The letter states that the administration is prepared to “use all reasonable and appropriate tools of the federal government and emergency authorities to increase refinery capacity and production in the near term, and to ensure that each region of this country is adequately supplied”. He notes that Biden has already released oil from the U.S. strategic reserve and increased ethanol blending standards, though neither of those actions put lasting downward pressure on prices.
There is little the government can do to bring prices down except release oil from the strategic reserve, and it has already been done, said Jim Burkhard, vice president of IHS Markit. If Biden hadn’t done that, prices would be even higher today, he added.
“No government can simply create new supplies,” Burkhard said. “One thing that might help would be to have a more constructive relationship with the US oil industry, because it has been somewhat adversarial so far.”
The president sent the letter to Marathon Petroleum, Valero Energy, ExxonMobil, Phillips 66, Chevron, BP and Shell.
He also headed the Energy Secretary Jennifer Granholm to call an emergency meeting and consult with the National Petroleum Council, a federal advisory group from the energy sector.

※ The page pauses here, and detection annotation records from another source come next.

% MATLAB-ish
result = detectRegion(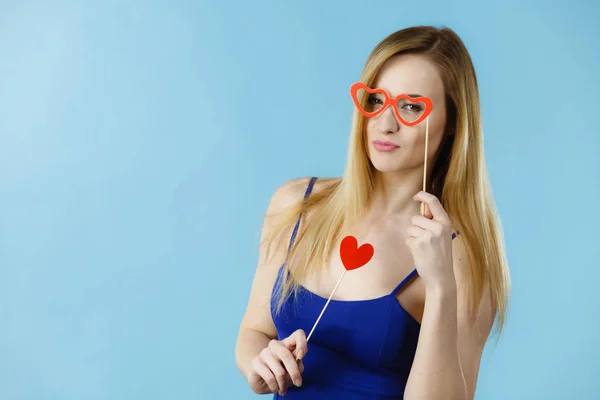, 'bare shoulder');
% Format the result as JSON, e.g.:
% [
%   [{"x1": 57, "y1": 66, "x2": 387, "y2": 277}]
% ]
[{"x1": 268, "y1": 176, "x2": 339, "y2": 214}]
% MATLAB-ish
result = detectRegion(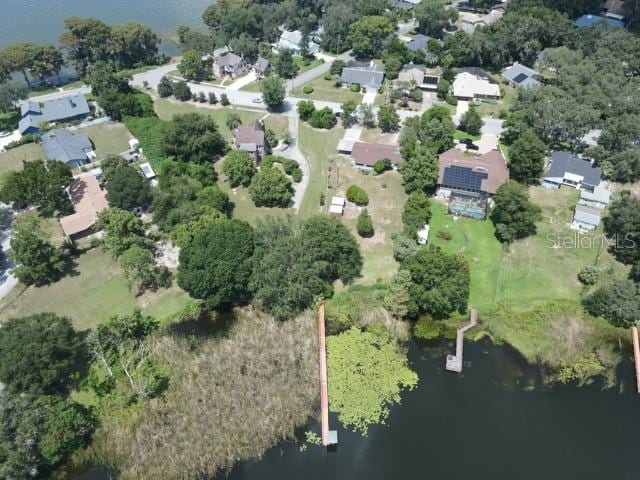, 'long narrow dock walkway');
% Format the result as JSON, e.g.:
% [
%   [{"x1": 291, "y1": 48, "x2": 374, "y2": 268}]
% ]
[
  {"x1": 447, "y1": 310, "x2": 478, "y2": 373},
  {"x1": 631, "y1": 325, "x2": 640, "y2": 393},
  {"x1": 318, "y1": 302, "x2": 338, "y2": 447}
]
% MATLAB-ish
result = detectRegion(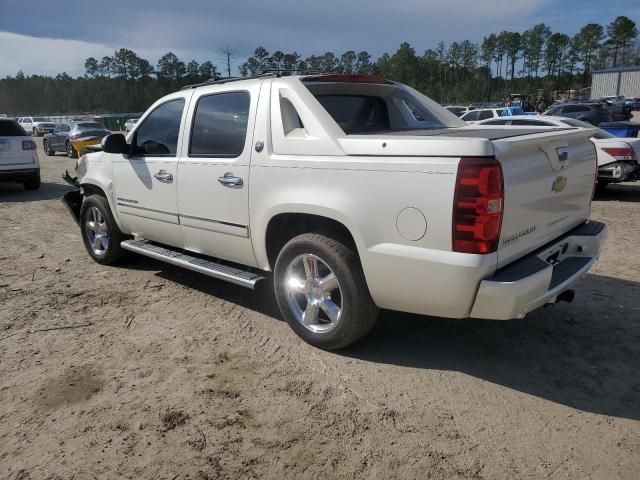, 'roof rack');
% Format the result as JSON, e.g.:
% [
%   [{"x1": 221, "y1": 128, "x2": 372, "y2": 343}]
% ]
[
  {"x1": 180, "y1": 72, "x2": 276, "y2": 90},
  {"x1": 262, "y1": 68, "x2": 327, "y2": 77}
]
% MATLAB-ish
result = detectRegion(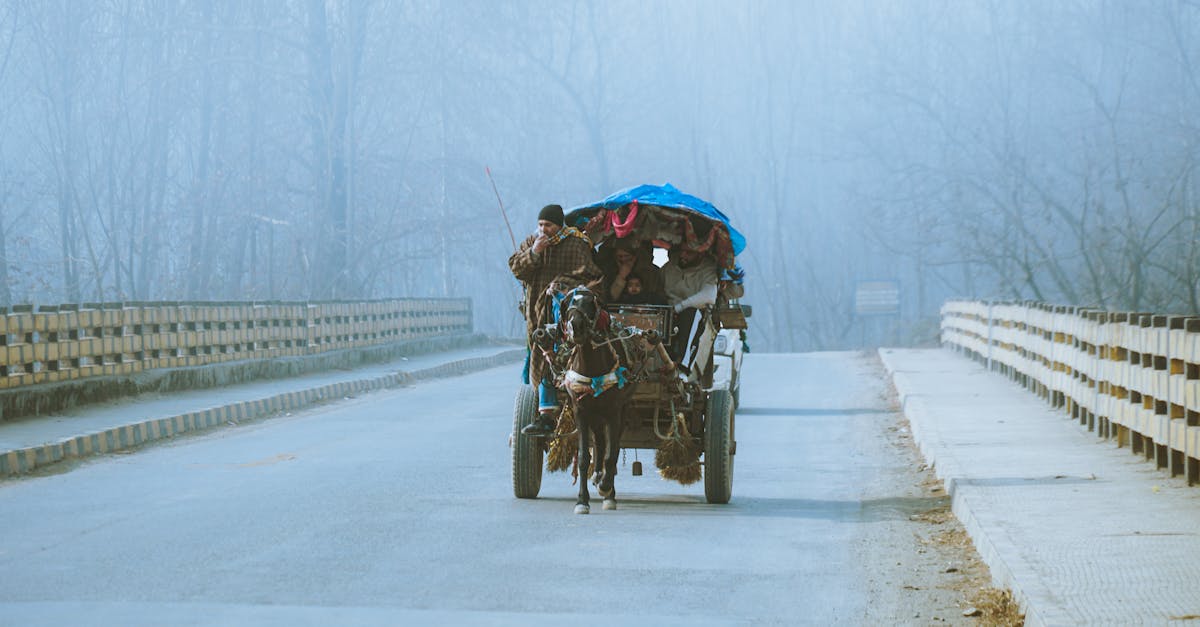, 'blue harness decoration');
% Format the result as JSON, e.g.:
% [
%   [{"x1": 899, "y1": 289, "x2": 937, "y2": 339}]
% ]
[
  {"x1": 592, "y1": 366, "x2": 629, "y2": 398},
  {"x1": 563, "y1": 366, "x2": 629, "y2": 398}
]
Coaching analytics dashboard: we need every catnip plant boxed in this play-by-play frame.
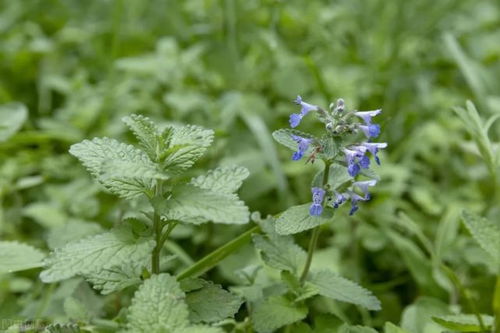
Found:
[232,96,387,332]
[40,115,249,332]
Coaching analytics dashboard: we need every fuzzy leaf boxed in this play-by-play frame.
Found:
[122,114,162,161]
[273,128,317,154]
[162,125,214,174]
[307,271,381,310]
[251,296,308,333]
[191,166,250,193]
[0,241,45,274]
[85,262,146,295]
[186,283,242,323]
[159,184,249,224]
[69,138,168,198]
[462,211,500,263]
[432,314,493,332]
[0,103,28,142]
[127,274,189,333]
[276,203,332,235]
[40,224,155,283]
[253,231,306,273]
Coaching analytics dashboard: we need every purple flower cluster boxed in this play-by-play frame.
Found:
[290,96,387,216]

Biden is asking each company to explain to Granholm any drop in refining capacity since 2020, when the pandemic began. He also wants companies to provide “any concrete ideas that would address immediate inventory, price and refining capacity issues in the coming months, including transportation measures to get the refined product to market.” “.
There may be limits to the additional capacity that can be added. The US Energy Information Administration Friday of the estimates published that “refinery utilization will hit a monthly average of 96% twice this summer, near the upper limits of what refiners can sustain consistently.”
The letter says about 3 million barrels per day of refining capacity worldwide has been taken offline since the pandemic began. In the United States, refining capacity fell by more than 800,000 barrels per day in 2020.